March 14, 2005
New rule for U.S. trucks isn’t improving safety
Arlington, Virginia – A new Insurance Institute for Highway Safety survey shows that drivers of interstate trucks spend more time behind the wheel under a 2004 federal work rule than they did previously. The rule lengthens the mandatory rest period by two hours, but lets drivers stay on the road an extra hour each day. Allowable driving hours in a 7-day period has increased from 60 to 77 under a work-week restart provision.
One-quarter of the drivers surveyed said they drive more than the new daily limit of 11 hours, and eight out of 10 said they take advantage of the restart provision, which allows them to drive 25 per cent more in a week.
Drivers report slightly more instances of driving while drowsy, or falling asleep at the wheel, than in the previous year under the old work rule. The percentage of drivers reporting that they dozed off while driving rose from 13 per cent in 2003 to 15 per cent in 2004.
“Studies show that fatigue is a significant factor in truck crashes,” says Anne McCartt, Institute vice president for research. “The new rule was supposed to improve safety, but our survey shows the opposite. Truckers are using the restart provision to squeeze even more driving hours into the week.”

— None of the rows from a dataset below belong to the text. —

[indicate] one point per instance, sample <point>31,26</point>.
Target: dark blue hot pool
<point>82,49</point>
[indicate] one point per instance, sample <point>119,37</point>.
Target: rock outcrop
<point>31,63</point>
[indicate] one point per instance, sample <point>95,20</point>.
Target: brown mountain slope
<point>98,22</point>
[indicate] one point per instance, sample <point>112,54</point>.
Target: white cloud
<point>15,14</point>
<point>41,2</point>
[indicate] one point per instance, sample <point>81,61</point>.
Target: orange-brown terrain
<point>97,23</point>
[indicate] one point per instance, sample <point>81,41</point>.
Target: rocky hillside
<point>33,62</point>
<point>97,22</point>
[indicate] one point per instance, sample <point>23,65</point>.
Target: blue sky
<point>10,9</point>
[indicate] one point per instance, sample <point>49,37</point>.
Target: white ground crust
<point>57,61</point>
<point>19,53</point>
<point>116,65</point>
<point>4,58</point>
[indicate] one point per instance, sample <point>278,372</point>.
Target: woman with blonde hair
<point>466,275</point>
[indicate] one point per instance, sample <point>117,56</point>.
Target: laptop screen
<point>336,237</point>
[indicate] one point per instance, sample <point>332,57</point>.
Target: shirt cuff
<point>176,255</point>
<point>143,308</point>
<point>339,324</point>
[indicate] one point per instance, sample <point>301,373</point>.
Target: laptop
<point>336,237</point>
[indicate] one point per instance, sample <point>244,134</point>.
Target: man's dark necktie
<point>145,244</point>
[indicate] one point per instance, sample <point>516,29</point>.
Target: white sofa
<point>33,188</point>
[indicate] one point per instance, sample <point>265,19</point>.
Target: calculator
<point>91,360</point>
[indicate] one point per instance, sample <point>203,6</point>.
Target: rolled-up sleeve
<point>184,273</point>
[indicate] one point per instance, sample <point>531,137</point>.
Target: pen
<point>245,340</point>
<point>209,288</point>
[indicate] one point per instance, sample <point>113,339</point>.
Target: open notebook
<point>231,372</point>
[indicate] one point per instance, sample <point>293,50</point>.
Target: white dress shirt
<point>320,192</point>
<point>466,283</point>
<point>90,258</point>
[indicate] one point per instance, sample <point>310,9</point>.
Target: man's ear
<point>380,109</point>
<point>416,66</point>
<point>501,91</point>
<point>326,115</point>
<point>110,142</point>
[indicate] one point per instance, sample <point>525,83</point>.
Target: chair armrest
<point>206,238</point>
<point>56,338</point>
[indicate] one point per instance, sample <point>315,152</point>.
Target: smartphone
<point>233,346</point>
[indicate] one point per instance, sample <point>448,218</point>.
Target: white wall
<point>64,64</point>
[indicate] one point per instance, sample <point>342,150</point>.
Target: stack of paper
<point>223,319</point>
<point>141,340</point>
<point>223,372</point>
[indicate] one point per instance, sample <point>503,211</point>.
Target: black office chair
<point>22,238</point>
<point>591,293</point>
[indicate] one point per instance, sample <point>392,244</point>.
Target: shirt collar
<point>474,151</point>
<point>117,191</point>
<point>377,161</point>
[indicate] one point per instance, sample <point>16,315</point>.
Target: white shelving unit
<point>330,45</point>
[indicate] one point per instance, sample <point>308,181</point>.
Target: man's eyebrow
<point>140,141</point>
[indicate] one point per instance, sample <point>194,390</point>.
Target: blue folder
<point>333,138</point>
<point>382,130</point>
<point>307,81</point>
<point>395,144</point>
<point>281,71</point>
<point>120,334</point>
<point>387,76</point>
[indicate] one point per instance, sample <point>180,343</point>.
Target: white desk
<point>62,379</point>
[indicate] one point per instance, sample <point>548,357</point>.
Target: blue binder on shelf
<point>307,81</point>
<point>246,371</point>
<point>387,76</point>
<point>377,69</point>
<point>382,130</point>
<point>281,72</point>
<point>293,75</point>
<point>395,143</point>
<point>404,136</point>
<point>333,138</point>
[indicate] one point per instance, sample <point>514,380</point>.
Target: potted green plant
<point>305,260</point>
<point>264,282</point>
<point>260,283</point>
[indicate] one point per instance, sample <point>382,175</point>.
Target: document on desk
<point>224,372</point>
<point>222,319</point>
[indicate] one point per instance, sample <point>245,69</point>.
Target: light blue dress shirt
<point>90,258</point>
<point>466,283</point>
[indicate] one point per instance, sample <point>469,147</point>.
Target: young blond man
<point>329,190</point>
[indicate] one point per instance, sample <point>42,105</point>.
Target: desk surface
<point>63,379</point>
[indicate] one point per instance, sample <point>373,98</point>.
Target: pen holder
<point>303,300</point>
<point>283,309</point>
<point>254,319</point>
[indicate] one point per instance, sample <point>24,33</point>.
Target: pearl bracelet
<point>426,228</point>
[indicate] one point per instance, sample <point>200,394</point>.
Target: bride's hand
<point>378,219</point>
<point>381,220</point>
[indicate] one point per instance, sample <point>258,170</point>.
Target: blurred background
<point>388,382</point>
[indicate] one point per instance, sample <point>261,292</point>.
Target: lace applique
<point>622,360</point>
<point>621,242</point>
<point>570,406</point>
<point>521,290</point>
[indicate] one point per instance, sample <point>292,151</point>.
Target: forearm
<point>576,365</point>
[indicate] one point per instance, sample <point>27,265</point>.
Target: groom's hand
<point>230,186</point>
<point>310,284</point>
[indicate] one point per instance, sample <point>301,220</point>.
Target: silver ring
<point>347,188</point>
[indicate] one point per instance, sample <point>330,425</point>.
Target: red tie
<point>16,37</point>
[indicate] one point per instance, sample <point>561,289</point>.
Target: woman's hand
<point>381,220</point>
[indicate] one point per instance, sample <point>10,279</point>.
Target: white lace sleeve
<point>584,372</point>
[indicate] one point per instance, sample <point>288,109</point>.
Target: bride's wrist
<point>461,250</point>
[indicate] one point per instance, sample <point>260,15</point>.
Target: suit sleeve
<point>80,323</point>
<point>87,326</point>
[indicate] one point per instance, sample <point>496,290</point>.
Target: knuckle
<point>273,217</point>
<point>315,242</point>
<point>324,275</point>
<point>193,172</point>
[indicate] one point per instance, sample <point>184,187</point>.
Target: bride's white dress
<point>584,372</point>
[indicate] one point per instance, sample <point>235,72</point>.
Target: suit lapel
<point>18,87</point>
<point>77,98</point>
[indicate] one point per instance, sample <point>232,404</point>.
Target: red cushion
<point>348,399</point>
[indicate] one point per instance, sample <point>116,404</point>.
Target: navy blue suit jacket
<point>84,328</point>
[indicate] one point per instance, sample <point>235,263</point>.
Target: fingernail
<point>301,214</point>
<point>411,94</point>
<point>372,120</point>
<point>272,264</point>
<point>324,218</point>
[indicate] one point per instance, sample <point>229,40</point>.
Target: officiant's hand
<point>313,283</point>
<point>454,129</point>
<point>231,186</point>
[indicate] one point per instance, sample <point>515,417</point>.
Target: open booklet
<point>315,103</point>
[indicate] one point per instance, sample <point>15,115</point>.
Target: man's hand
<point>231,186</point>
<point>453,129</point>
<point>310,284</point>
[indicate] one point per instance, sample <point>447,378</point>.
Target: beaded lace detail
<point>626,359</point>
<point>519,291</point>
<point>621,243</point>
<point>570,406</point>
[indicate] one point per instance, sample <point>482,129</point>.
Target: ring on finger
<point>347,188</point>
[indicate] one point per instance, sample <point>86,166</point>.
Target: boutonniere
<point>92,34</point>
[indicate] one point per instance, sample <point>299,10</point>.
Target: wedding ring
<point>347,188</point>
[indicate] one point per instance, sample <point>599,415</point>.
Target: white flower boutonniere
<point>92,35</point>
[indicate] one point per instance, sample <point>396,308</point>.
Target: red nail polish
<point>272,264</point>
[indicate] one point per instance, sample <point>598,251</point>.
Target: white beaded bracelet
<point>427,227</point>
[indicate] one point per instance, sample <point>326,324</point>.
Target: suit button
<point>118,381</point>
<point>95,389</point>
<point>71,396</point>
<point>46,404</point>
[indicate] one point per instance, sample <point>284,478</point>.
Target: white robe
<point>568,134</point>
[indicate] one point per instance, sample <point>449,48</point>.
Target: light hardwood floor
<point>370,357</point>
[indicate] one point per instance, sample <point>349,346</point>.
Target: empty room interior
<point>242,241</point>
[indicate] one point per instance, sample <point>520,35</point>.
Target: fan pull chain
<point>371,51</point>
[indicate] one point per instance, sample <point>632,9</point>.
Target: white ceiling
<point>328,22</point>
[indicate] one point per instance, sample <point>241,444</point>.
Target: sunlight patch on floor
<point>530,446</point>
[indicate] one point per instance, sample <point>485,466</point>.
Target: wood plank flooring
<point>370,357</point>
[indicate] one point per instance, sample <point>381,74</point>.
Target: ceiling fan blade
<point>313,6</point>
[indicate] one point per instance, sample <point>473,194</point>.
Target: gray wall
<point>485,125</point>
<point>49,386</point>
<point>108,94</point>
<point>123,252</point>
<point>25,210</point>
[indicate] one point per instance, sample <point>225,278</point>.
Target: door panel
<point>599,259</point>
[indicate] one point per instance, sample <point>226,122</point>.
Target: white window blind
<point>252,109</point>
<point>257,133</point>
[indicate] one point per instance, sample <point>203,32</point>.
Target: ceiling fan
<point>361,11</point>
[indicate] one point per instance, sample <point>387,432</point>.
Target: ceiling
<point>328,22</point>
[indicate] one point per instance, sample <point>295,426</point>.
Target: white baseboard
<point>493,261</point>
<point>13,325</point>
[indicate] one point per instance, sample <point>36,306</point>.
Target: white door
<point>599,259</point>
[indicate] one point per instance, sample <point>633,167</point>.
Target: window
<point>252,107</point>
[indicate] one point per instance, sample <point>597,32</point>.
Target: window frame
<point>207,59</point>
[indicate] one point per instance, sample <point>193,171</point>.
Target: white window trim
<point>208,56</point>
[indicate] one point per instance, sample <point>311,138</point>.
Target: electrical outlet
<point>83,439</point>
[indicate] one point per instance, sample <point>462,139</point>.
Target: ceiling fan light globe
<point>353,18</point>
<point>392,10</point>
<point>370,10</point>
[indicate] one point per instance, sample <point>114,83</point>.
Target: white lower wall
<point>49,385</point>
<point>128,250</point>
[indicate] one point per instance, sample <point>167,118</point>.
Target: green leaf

Work hour enforcement is an ongoing problem because logbooks can be easily falsified. The survey shows that this has not changed, with a third of drivers surveyed saying they “sometimes” or “often” omit hours from their logbooks. A proposal to include tamper-resistant electronic onboard recorders was dropped before the new rule went into effect. “Without electronic recorders,” McCartt says, “the rule can’t be enforced effectively.”